A company is migrating its on-premises Apache Spark jobs to Dataproc. The jobs read from and write to Cloud Storage. After migration, the jobs are slower than expected. The Dataproc cluster uses standard worker machines with local SSDs. What is the most likely cause of the performance degradation?
Trap 1: The Spark shuffle service is not enabled on the cluster.
Shuffle service affects intermediate data, not final read/write.
Trap 2: The local SSDs are not mounted or are misconfigured.
Dataproc automatically mounts local SSDs; misconfiguration is unlikely.
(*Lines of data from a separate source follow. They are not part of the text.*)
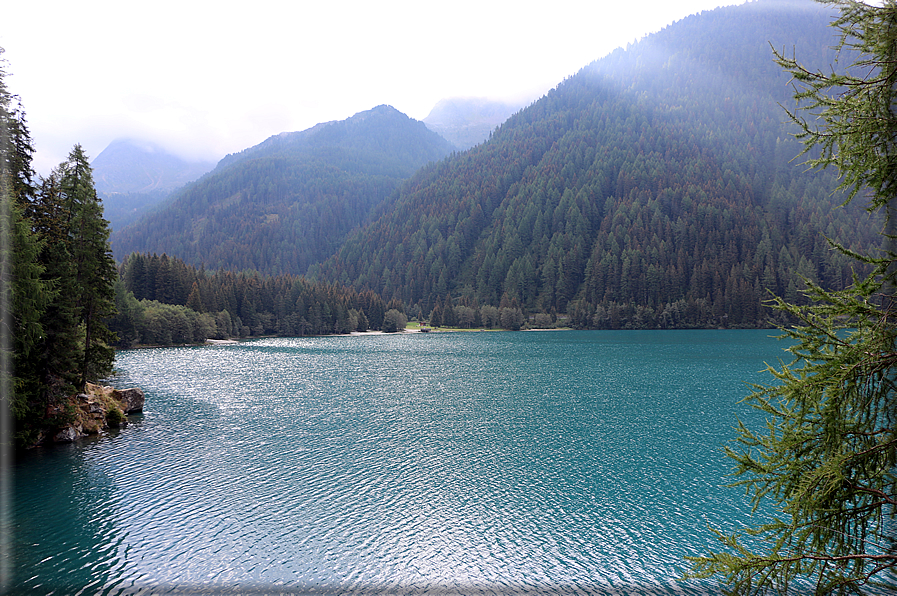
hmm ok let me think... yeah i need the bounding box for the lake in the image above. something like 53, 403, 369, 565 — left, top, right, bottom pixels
9, 329, 791, 595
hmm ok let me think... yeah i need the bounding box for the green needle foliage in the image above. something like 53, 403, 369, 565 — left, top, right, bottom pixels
687, 274, 896, 594
2, 50, 118, 446
686, 1, 897, 594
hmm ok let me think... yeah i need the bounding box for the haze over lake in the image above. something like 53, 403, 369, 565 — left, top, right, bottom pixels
12, 330, 787, 594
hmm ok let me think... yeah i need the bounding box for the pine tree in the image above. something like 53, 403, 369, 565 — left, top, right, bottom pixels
34, 147, 118, 390
429, 296, 443, 327
441, 293, 456, 327
6, 201, 52, 425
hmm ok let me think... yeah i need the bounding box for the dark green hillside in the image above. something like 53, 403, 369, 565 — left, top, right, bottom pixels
111, 105, 455, 274
309, 0, 875, 329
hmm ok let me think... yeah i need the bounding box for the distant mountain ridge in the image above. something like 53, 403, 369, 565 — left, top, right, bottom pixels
111, 105, 455, 274
215, 104, 454, 176
423, 97, 524, 149
92, 139, 215, 231
92, 139, 215, 195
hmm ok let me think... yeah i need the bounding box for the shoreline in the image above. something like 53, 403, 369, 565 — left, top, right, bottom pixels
120, 326, 576, 350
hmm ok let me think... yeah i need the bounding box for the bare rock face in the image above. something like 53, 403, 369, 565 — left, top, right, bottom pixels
113, 387, 145, 414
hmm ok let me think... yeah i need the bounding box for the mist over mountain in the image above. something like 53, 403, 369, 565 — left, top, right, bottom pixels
303, 0, 874, 329
111, 0, 877, 331
93, 139, 216, 194
111, 105, 455, 274
92, 139, 215, 231
423, 97, 524, 150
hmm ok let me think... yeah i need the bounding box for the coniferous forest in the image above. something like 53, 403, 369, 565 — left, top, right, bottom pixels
306, 0, 877, 329
116, 0, 878, 331
111, 105, 456, 275
2, 61, 118, 445
2, 0, 887, 444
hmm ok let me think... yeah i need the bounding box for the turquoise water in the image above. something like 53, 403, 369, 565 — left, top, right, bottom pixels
10, 330, 790, 595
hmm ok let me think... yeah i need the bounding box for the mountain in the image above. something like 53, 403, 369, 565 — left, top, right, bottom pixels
92, 139, 215, 231
111, 105, 455, 274
214, 104, 455, 175
92, 138, 215, 194
424, 97, 523, 149
305, 0, 875, 329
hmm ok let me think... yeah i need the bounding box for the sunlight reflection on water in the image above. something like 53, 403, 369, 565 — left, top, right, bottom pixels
13, 330, 786, 594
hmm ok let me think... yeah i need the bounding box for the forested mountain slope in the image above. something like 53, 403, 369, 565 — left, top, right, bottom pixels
111, 105, 455, 274
308, 0, 876, 329
93, 138, 215, 231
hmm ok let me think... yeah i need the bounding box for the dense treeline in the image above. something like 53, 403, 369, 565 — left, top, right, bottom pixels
2, 52, 118, 446
114, 252, 387, 342
307, 0, 876, 329
111, 105, 455, 274
112, 253, 537, 346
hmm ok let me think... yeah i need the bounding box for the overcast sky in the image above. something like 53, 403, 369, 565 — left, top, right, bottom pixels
1, 0, 746, 175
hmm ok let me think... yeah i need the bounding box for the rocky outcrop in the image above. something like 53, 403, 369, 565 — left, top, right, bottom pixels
111, 387, 145, 414
51, 384, 145, 443
53, 426, 81, 443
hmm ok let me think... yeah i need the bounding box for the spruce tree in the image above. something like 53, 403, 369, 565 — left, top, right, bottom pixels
1, 52, 56, 444
58, 145, 117, 387
33, 172, 81, 391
Trap 3: The Cloud Storage connector is not using the gRPC protocol.
gRPC improves performance but is not the primary cause of slowdown.
- A
The Spark shuffle service is not enabled on the cluster.
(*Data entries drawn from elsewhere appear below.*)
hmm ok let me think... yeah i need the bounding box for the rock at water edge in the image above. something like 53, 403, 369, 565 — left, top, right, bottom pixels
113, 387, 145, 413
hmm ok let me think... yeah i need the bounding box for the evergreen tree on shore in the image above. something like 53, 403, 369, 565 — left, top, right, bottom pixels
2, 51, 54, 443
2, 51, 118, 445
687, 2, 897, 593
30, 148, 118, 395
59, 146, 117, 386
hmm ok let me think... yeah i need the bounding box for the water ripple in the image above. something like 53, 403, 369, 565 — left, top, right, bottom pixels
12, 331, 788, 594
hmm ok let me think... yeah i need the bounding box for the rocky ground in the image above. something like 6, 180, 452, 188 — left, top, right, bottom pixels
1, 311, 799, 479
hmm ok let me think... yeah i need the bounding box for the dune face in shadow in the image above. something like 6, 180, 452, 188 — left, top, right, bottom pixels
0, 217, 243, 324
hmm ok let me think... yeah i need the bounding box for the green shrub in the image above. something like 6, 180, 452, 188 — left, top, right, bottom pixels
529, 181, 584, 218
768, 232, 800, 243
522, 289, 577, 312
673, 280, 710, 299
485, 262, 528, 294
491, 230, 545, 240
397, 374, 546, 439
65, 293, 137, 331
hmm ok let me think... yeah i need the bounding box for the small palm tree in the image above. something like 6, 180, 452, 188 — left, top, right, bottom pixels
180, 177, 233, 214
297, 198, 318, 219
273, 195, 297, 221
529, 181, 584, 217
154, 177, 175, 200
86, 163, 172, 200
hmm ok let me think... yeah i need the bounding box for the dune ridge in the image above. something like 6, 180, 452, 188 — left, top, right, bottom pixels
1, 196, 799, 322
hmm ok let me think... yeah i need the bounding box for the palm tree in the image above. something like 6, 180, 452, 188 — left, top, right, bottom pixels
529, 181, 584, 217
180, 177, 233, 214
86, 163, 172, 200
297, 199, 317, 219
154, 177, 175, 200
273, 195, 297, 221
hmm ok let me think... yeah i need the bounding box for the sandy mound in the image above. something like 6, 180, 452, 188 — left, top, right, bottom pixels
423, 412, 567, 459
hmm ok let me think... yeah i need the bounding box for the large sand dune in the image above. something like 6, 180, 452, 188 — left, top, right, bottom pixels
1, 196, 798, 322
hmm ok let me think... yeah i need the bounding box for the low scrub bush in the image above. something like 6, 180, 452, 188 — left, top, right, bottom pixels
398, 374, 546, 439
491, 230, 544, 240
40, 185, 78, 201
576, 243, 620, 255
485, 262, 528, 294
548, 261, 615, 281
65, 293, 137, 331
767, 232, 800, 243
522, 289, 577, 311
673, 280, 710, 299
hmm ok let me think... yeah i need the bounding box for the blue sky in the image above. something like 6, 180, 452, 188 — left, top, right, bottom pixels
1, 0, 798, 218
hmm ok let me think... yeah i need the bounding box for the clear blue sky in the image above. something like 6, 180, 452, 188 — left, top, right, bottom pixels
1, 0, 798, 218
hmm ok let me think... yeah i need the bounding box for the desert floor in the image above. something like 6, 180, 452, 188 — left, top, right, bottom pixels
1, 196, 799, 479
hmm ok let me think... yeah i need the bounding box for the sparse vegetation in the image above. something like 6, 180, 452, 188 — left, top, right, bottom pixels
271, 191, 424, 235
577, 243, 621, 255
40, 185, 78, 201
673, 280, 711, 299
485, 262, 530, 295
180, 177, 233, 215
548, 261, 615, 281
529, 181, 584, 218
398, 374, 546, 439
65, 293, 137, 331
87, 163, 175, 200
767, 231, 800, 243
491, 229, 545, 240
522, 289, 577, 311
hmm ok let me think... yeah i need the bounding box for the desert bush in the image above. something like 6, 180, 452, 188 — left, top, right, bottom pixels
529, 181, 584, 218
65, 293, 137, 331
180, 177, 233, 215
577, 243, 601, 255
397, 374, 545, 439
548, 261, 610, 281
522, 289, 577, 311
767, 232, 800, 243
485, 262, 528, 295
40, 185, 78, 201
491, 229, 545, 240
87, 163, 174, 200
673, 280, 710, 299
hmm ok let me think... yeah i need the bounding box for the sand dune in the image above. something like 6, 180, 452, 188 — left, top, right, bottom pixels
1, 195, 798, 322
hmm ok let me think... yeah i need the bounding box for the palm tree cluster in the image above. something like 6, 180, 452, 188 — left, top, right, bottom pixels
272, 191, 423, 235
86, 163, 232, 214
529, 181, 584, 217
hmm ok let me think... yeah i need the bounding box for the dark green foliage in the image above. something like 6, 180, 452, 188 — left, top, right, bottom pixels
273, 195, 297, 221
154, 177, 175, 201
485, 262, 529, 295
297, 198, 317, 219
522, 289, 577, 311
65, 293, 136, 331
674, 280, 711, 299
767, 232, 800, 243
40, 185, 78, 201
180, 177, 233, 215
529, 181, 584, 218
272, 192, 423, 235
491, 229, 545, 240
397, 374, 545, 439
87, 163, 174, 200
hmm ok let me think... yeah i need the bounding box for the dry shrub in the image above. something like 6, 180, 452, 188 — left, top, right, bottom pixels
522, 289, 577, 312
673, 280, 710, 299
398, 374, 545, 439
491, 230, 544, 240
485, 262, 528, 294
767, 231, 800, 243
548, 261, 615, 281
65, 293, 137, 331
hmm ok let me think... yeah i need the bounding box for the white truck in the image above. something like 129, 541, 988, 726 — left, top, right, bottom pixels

Why wrong: Shuffle service affects intermediate data, not final read/write.
- B
The local SSDs are not mounted or are misconfigured.
Why wrong: Dataproc automatically mounts local SSDs; misconfiguration is unlikely.
- C
The Cloud Storage connector is not using the gRPC protocol.
Why wrong: gRPC improves performance but is not the primary cause of slowdown.
- D
The jobs use the Cloud Storage connector instead of HDFS, causing network latency.
Reading from Cloud Storage over network is slower than local HDFS reads.